Background information
- Also known as: Kaci Lyn
- Born: Kaci Lyn Battaglia October 3, 1987 (age 38)
- Origin: Clearwater, Florida, United States
- Genres: Pop, teen pop, Latin pop, dance-pop
- Years active: 2000–2011
- Label: Curb Records
- Website: MySpace page

= Kaci Battaglia =

American singer-songwriter

Kaci Lyn Battaglia (/ˈkeɪsiˌbətægˈliːə/ KAY-see-bə-tag-LEE-ə; born October 3, 1987, in Clearwater, Florida), also known as Kaci Lyn and mononymously as Kaci, is an American singer and songwriter. Kaci first gained fame in 2001 with her hit single "Paradise", which reached number 11 on the UK singles chart when she was 13 years old.

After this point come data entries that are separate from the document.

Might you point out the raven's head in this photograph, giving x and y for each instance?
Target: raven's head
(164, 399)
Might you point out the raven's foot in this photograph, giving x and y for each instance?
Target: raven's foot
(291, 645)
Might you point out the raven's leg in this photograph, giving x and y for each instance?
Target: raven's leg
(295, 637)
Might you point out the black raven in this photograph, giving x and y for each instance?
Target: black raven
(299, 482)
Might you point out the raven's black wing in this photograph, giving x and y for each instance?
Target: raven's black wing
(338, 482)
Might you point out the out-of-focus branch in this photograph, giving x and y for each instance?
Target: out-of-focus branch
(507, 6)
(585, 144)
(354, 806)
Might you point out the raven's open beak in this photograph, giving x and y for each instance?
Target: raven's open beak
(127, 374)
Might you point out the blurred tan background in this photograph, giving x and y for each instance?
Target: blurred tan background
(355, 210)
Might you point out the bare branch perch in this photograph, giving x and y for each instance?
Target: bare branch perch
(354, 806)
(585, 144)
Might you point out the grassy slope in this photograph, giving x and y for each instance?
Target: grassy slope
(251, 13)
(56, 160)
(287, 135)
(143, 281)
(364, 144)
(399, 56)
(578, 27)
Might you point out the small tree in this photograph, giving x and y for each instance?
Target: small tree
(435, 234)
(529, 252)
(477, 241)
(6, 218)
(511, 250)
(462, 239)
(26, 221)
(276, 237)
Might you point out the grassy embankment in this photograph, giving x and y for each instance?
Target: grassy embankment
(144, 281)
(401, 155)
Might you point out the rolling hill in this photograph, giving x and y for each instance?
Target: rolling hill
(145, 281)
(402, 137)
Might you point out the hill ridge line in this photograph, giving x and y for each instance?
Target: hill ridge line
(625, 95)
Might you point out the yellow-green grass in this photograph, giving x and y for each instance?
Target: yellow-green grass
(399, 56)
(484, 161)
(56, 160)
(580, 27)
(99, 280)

She also charted in the UK with "Tu Amor" and "I Think I Love You", the latter hitting number 10 in February 2002. Her song "I'm Not Anybody's Girl" saw modest British sales in 2003.

Kaci adopted a sexier style in 2007 and released a dance-pop club single "Can't Help Myself" which hit number 30 on the US Hot Dance Club Play chart in June. She released another club single in 2009: "Crazy Possessive" which topped the US dance chart. Her song "Body Shots", featuring Ludacris, also hit number 1 on the US dance chart, in October 2010.

== Early life ==
Kaci was born in Clearwater, Florida, and raised in nearby Seminole. She began singing at the age of three, and as a young girl she performed on her father's karaoke equipment at clubs in the Tampa Bay area. She was encouraged by her piano-playing grandfather, the former Tampa Tribune publisher Jack Butcher.

As a child, Kaci performed the national anthem at sporting events, and sang at a luncheon for the Florida governor Lawton Chiles. She sang at the Yankee Stadium in New York in front of an audience reported at 80,000 people.

Kaci was in a summer theatre program at Ruth Eckerd Hall. At age nine, she appeared in her first commercial for Walt Disney World, and later had a role in the Disney Christmas video Magical Time in a Magical Place.

From a young age, Kaci knew she wanted to be a singer. She performed at children's summer concerts in City Hall Park. She took voice lessons in Orlando. At age nine, she recorded a Christmas album for her family and friends. At age ten, she recorded A Thousand Stars, an album produced by her mother, Donna, which she later independently released. She was influenced by Judy Garland's versatility, Celine Dion's powerful voice, and Gloria Estefan's Latin music and vocal style.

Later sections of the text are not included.